Und ihre Art zu artikulieren – die Art und Weise, wie sie die Worte hervorbrachte, wie diese durch ihren Artikulationsapparat liefen, von ihm geformt wurden: Hanf, Sisal, Fibris; Ross, Schwein, Ziege, Dachs. Wie eine gut geschmierte, fast schon antike Maschine spann sie Wortschnüre für ihn, nur für ihn.

Sie hätte für immer diese körperlose Stimme bleiben können, wenn sie nur nie damit aufgehört hätte, zu ihm zu sprechen, ihn ein-, zweimal die Woche anzurufen und ihm zu erzählen, von neuen Materialien.

Niemals hätte er mehr von ihr verlangt, als diese Stimme zu sein, diese Kombination aus Kratz- und Massagebürste auf seiner rissigen Seele.

Aber der fernmündliche Kontakt ebbte irgendwann ab.
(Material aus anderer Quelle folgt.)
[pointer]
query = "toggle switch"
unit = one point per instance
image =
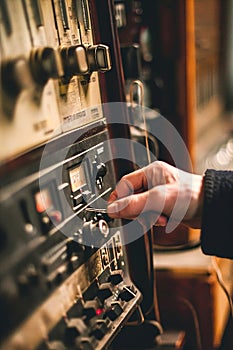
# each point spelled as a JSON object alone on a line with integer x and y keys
{"x": 84, "y": 343}
{"x": 75, "y": 60}
{"x": 127, "y": 293}
{"x": 104, "y": 292}
{"x": 46, "y": 63}
{"x": 16, "y": 75}
{"x": 114, "y": 310}
{"x": 75, "y": 327}
{"x": 90, "y": 308}
{"x": 99, "y": 58}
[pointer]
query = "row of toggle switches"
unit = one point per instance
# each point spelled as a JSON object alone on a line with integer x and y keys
{"x": 89, "y": 321}
{"x": 49, "y": 63}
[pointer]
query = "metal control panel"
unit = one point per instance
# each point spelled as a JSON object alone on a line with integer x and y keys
{"x": 49, "y": 71}
{"x": 64, "y": 281}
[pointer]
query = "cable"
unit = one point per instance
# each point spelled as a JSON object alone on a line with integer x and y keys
{"x": 195, "y": 320}
{"x": 222, "y": 284}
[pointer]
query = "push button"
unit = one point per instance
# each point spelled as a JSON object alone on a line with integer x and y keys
{"x": 114, "y": 311}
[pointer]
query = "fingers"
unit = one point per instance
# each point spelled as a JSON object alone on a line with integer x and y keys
{"x": 139, "y": 181}
{"x": 134, "y": 205}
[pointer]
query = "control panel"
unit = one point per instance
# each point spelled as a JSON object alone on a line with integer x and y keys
{"x": 64, "y": 279}
{"x": 49, "y": 71}
{"x": 63, "y": 264}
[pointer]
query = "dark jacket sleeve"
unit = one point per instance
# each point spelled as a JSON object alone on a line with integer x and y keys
{"x": 217, "y": 219}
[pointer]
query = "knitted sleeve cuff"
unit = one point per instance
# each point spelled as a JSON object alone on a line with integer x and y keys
{"x": 217, "y": 219}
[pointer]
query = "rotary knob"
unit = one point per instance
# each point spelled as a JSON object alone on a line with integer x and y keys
{"x": 46, "y": 63}
{"x": 75, "y": 60}
{"x": 99, "y": 58}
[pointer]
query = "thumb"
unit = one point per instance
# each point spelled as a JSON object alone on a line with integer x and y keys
{"x": 132, "y": 206}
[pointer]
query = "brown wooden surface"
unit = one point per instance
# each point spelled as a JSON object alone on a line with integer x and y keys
{"x": 190, "y": 296}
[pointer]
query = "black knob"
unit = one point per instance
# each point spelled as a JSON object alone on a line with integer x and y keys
{"x": 84, "y": 343}
{"x": 101, "y": 170}
{"x": 75, "y": 60}
{"x": 114, "y": 311}
{"x": 75, "y": 327}
{"x": 127, "y": 293}
{"x": 115, "y": 277}
{"x": 90, "y": 308}
{"x": 104, "y": 292}
{"x": 54, "y": 345}
{"x": 46, "y": 63}
{"x": 100, "y": 328}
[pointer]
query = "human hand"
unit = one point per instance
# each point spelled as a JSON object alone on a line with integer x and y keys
{"x": 161, "y": 189}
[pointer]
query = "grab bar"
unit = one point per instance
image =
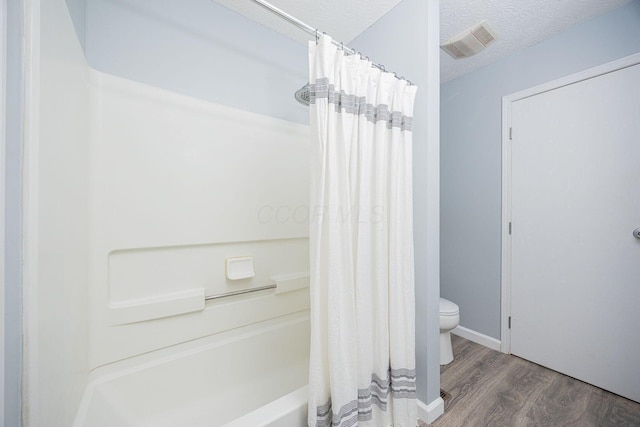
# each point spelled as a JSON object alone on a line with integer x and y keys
{"x": 240, "y": 292}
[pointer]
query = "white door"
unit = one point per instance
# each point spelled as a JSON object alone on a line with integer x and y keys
{"x": 575, "y": 271}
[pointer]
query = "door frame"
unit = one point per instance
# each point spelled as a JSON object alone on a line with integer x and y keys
{"x": 507, "y": 101}
{"x": 3, "y": 115}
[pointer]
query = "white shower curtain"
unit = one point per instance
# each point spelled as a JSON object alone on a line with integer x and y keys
{"x": 362, "y": 367}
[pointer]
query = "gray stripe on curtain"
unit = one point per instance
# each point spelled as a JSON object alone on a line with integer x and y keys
{"x": 358, "y": 105}
{"x": 400, "y": 382}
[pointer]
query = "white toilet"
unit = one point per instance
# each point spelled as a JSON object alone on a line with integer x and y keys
{"x": 449, "y": 319}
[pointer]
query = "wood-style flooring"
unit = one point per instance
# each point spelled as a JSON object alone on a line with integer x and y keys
{"x": 489, "y": 388}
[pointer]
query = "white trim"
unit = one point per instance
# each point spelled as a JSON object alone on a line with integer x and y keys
{"x": 507, "y": 102}
{"x": 30, "y": 415}
{"x": 429, "y": 413}
{"x": 3, "y": 120}
{"x": 477, "y": 337}
{"x": 505, "y": 288}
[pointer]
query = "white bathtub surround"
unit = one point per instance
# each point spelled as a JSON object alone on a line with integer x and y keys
{"x": 362, "y": 366}
{"x": 227, "y": 378}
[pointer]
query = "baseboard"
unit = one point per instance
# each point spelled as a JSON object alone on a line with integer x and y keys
{"x": 429, "y": 413}
{"x": 477, "y": 337}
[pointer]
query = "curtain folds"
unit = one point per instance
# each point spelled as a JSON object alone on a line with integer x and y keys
{"x": 362, "y": 367}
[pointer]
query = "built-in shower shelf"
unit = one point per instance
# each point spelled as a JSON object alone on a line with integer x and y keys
{"x": 156, "y": 307}
{"x": 291, "y": 282}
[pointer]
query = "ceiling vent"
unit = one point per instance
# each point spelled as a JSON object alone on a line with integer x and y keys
{"x": 471, "y": 41}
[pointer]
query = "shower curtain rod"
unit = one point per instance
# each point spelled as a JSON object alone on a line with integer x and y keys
{"x": 314, "y": 31}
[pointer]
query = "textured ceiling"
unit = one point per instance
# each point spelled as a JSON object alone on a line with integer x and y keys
{"x": 518, "y": 23}
{"x": 343, "y": 20}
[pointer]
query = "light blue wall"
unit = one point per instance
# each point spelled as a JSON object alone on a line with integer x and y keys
{"x": 201, "y": 49}
{"x": 471, "y": 114}
{"x": 13, "y": 217}
{"x": 399, "y": 41}
{"x": 78, "y": 12}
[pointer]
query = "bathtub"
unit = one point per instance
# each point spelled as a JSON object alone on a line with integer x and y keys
{"x": 251, "y": 376}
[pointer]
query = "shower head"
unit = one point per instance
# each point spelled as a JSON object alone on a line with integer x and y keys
{"x": 302, "y": 95}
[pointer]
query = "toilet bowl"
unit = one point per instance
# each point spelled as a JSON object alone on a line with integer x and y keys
{"x": 449, "y": 319}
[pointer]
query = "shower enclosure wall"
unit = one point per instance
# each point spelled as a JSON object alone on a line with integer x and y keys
{"x": 162, "y": 141}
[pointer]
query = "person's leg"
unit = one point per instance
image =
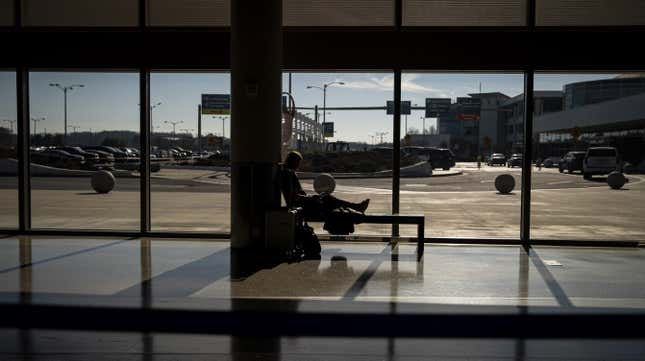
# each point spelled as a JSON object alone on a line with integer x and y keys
{"x": 332, "y": 202}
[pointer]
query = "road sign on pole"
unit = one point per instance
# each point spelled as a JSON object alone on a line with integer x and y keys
{"x": 329, "y": 130}
{"x": 216, "y": 104}
{"x": 405, "y": 107}
{"x": 437, "y": 107}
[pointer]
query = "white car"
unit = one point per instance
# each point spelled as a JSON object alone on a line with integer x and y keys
{"x": 600, "y": 160}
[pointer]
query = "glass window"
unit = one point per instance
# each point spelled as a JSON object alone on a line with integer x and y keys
{"x": 6, "y": 12}
{"x": 82, "y": 123}
{"x": 356, "y": 148}
{"x": 190, "y": 180}
{"x": 189, "y": 12}
{"x": 8, "y": 153}
{"x": 338, "y": 12}
{"x": 572, "y": 198}
{"x": 458, "y": 122}
{"x": 80, "y": 12}
{"x": 464, "y": 12}
{"x": 589, "y": 12}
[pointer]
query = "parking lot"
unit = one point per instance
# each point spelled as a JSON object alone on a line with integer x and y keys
{"x": 464, "y": 204}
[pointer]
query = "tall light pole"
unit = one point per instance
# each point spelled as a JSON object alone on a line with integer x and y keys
{"x": 65, "y": 89}
{"x": 11, "y": 123}
{"x": 151, "y": 108}
{"x": 381, "y": 134}
{"x": 36, "y": 121}
{"x": 174, "y": 124}
{"x": 324, "y": 89}
{"x": 424, "y": 131}
{"x": 223, "y": 118}
{"x": 75, "y": 129}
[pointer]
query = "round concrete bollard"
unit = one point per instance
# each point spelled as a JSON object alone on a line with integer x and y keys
{"x": 504, "y": 183}
{"x": 616, "y": 180}
{"x": 324, "y": 183}
{"x": 103, "y": 181}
Zunächst hat Herr Friedrich gespürt, wie die Wärme, die ihre Wortproduktion erzeugte, nachließ. Irgendwann hat Inge dann gar nicht mehr angerufen. Und wenn er selbst beim Partnerunternehmen anrief, hieß es, sie sei nicht zu sprechen.

Etwas von ihrer Borstenstimme aber, hat sich in ihm verheddert, ist für immer auf seiner inneren Haut haften geblieben. Jedes Mal, wenn er an sie denkt, löst die Erinnerung dieses wohlige Kratzen in ihm aus.

Die Katze schläft jetzt, atmet kurze Katzenatemzüge, das Schaben ihrer Krallen auf seiner Hose hat aufgehört. Der Teller dreht leere Runden, von der inneren Schallplatte Herrn Friedrichs ist nur noch ein Rauschen zu vernehmen.